Ce phénomène mériterait une étude particulière que nous ne pouvons faire en passant. Il suffit à notre but d’en donner quelques exemples.

Observation I. — M… tempérament d’artiste, très imaginatif, n’a pu suivre sa vocation par suite d’une catastrophe financière, a subi en maugréant une carrière administrative. — Sa femme, jolie, suffisamment instruite et intelligente, Sa fille, unique, née sur le tard, douée de facultés intellectuelles et morales très remarquables. À mesure que sa fille avance en âge et en science, M… prend sa femme en pitié, la réduit à un néant qu’elle accepte sans se plaindre, la traite comme une sotte « qui ne comprend rien », comble sa fille de cadeaux, de faveurs, en fait sa compagne assidue, sa confidente intime, quoique celle-ci en souffre pour sa mère qu’elle aime tendrement. Si l’on parle d’un mariage éventuel il entre en fureur : « Quel besoin a-t-elle de se marier ? » C’est comme une jalousie anticipée. La fille avait atteint vingt-cinq ans, quand son père est mort subitement.

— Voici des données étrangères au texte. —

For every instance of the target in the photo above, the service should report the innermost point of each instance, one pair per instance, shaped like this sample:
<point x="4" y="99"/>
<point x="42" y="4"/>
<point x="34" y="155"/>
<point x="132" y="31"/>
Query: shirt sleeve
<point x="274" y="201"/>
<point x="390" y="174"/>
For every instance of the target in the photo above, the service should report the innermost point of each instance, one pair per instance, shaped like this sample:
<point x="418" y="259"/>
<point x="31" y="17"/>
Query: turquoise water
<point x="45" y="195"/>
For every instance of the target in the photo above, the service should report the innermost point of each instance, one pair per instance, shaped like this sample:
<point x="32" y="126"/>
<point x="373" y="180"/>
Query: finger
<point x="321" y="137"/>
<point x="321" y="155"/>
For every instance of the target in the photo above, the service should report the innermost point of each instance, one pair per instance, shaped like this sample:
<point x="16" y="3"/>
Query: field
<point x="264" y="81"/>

Obs. II. — L…, homme nul, ignorant, présomptueux, incapable de tout, esprit faux et maladroit, a végété toute sa vie dans un poste infime. Sa, femme, virile, ambitieuse, intrigante, l’a épousé par nécessité et l’a, durant toute leur vie en commun, accablé de son mépris. — Le fils aîné, esprit sage, pratique, mais très ordinaire, est devenu son idole (au détriment du cadet qui lui est très supérieur en tout et l’a montré). Elle le tient en tutelle, le conduit, le pousse, vent pour lui, en fait son confident et parfois son conseiller, transporte sur lui toutes ses ambitions. Elle lui procure un mariage riche, inespéré. Quinze jours après, jalousie féroce contre sa bru : « une sotte, un mouton bêlant ». Critiques et récriminations incessantes centre elle auprès du mari. Six mois de scènes perpétuelles, rupture complète avec son fils qu’elle accuse d’une noire ingratitude.

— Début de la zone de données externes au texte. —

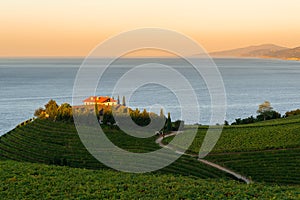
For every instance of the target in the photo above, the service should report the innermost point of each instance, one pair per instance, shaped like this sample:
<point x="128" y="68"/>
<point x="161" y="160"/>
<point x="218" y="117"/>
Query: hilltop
<point x="260" y="51"/>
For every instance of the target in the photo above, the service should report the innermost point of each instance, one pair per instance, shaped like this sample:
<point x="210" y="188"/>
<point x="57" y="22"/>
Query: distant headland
<point x="260" y="51"/>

Obs. III. C…, marié depuis longtemps, sans enfants, en très bons termes avec sa femme. Survient une jeune parente, inconnue de lui jusqu’alors. Par suite des circonstances, les deux époux sont conduits à la prendre sous leur tutelle. C… parcourt un premier moment où l’attrait sexuel pour la jeune fille dominait. Mais des raisons puissantes les combattent : son affection pour sa femme, la grande différence d’âge, etc. Le sentiment primitif se transforme rapidement en un amour paternel : état final qui dure depuis des années.

Je pourrais continuer cette énumération de faits ; le lecteur en trouvera dans son expérience personnelle, J’omets aussi les formes embryonnaires, très fréquentes : la femme solide qui traite comme un enfant son mari souffreteux ; le mari âgé qui agit de même avec sa très jeune femme ; l’amour demi-sensuel qui devient mystique[8].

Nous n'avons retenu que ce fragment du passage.